Thirteen may be considered an unlucky number, but Princeton University would be quick to disagree. After all, Beth Bozman is beginning her 13th year at the helm of the six-time defending Ivy League champion Princeton field hockey team.

Rest assured, the most optimistic members of the athletic department couldn’t have imagined this type of success when Bozman was hired before the 1988 season. In 12 years, she has compiled a record of 145-59-6 (.705), including a 59-13-3 (.807) Ivy record, and has guided the Tigers to the NCAA Final Four in three of the past four seasons, an accomplishment only two other field hockey teams have ever accomplished in the history of the NCAA tournament. Her teams have won seven Ivy League championships, including an unprecedented six in a row.
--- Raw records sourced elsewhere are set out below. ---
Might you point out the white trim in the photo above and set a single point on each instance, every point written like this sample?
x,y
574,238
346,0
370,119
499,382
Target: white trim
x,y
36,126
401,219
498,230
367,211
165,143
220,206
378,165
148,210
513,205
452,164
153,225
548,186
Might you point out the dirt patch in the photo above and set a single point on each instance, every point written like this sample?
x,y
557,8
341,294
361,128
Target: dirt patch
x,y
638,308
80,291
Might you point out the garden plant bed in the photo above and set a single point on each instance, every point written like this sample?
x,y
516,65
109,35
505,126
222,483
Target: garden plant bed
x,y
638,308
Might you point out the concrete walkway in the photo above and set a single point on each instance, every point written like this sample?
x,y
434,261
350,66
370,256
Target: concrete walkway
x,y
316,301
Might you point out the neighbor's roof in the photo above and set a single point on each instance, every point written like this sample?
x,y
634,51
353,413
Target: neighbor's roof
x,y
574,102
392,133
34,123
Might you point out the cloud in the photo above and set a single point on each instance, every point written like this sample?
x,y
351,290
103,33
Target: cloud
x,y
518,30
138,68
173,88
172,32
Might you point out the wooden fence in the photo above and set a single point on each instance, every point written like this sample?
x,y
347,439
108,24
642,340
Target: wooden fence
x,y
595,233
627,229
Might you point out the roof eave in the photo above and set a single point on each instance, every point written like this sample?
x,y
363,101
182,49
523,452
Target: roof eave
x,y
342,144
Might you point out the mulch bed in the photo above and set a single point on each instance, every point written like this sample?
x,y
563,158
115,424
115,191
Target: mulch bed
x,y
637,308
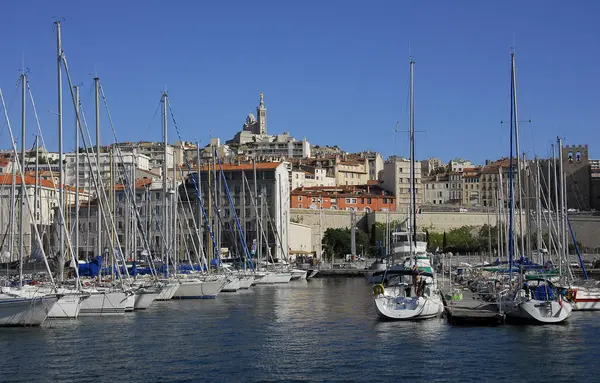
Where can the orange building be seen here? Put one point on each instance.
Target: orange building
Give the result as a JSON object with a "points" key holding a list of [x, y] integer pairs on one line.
{"points": [[366, 198]]}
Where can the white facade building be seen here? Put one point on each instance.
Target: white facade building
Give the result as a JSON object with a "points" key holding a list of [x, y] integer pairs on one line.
{"points": [[436, 190], [108, 160], [396, 178]]}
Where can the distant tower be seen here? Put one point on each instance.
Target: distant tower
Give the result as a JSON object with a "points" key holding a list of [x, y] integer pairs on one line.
{"points": [[261, 113], [577, 168]]}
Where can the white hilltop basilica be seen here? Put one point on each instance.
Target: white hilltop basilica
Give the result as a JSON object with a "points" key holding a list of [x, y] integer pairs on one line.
{"points": [[254, 140]]}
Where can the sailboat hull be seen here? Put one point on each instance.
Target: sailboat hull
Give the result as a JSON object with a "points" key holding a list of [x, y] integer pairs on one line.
{"points": [[540, 312], [299, 274], [25, 311], [104, 303], [196, 289], [167, 292], [232, 286], [130, 302], [246, 281], [273, 278], [390, 308], [144, 298], [67, 306], [586, 299]]}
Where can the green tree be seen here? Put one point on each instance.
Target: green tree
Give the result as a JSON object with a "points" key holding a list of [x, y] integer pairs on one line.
{"points": [[487, 234], [436, 240]]}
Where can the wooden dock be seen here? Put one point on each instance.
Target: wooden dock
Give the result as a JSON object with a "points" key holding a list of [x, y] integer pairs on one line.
{"points": [[470, 310]]}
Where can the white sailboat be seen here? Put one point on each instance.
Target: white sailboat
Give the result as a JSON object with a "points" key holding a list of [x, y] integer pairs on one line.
{"points": [[534, 300], [411, 292], [197, 288], [17, 311]]}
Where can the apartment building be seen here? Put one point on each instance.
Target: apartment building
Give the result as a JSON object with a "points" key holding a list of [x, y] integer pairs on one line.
{"points": [[367, 198], [397, 179], [471, 195], [436, 189], [273, 189]]}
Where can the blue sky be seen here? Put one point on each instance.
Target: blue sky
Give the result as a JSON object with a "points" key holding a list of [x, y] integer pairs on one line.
{"points": [[335, 72]]}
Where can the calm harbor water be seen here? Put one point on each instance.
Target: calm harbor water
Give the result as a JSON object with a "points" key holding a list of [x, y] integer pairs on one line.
{"points": [[320, 330]]}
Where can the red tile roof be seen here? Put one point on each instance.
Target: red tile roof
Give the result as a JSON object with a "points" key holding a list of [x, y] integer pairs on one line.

Besides earning the admiration and loyalty of her players, Bozman has garnered respect on a national level. She has been named the regional Coach of the Year in each of the past three seasons and was named the National Field Hockey Coaches Association Coach of the Year in 1996, when she guided Princeton to its first-ever NCAA championship game.

Both a master motivator and teacher, Bozman has coached six of the last seven Ivy League Players of the Year and five of the last eight Ivy League Rookies of the Year. And she has done it without a single scholarship to offer. All she can offer is an opportunity to play on one of the finest teams in the nation while attending one of the finest institutions in the world. And that’s been enough to attract the best of the best from the high school ranks.

Before joining the Princeton staff, Bozman had already blazed a path of success. After a year at James Madison as the assistant field hockey and lacrosse coach, she took over the head coaching duties for both sports at Hoftsra. In 1987 she led the Flying Dutchwomen to a 15-4 record and a No. 18 national ranking in field hockey.

A 1976 Trenton State College graduate with a bachelor’s degree in health and physical education, she earned her master’s degree in 1981 after a one-year stint as a graduate assistant at Old Dominion. Bozman returned to Trenton State from 1980-86 as an assistant field hockey coach. During her time there, the field hockey team won two national championships and was runner-up twice.

When Bozman was hired at Princeton, she immediately turned Old Nassau into a playoff-tested team. The Tigers went to the ECAC tournament in each of her first five years, including a championship run in 1992. She also served as an assistant lacrosse coach until 1996, a stint that included a national championship in 1994.

Bozman served as president of the National Field Hockey Coaches Association until this past January and was selected as head coach of the United States Field Hockey Association’s United Airlines team. She also serves on the NCAA Division I Regional Committee and chairs the NFHCA Regional All-America Committee.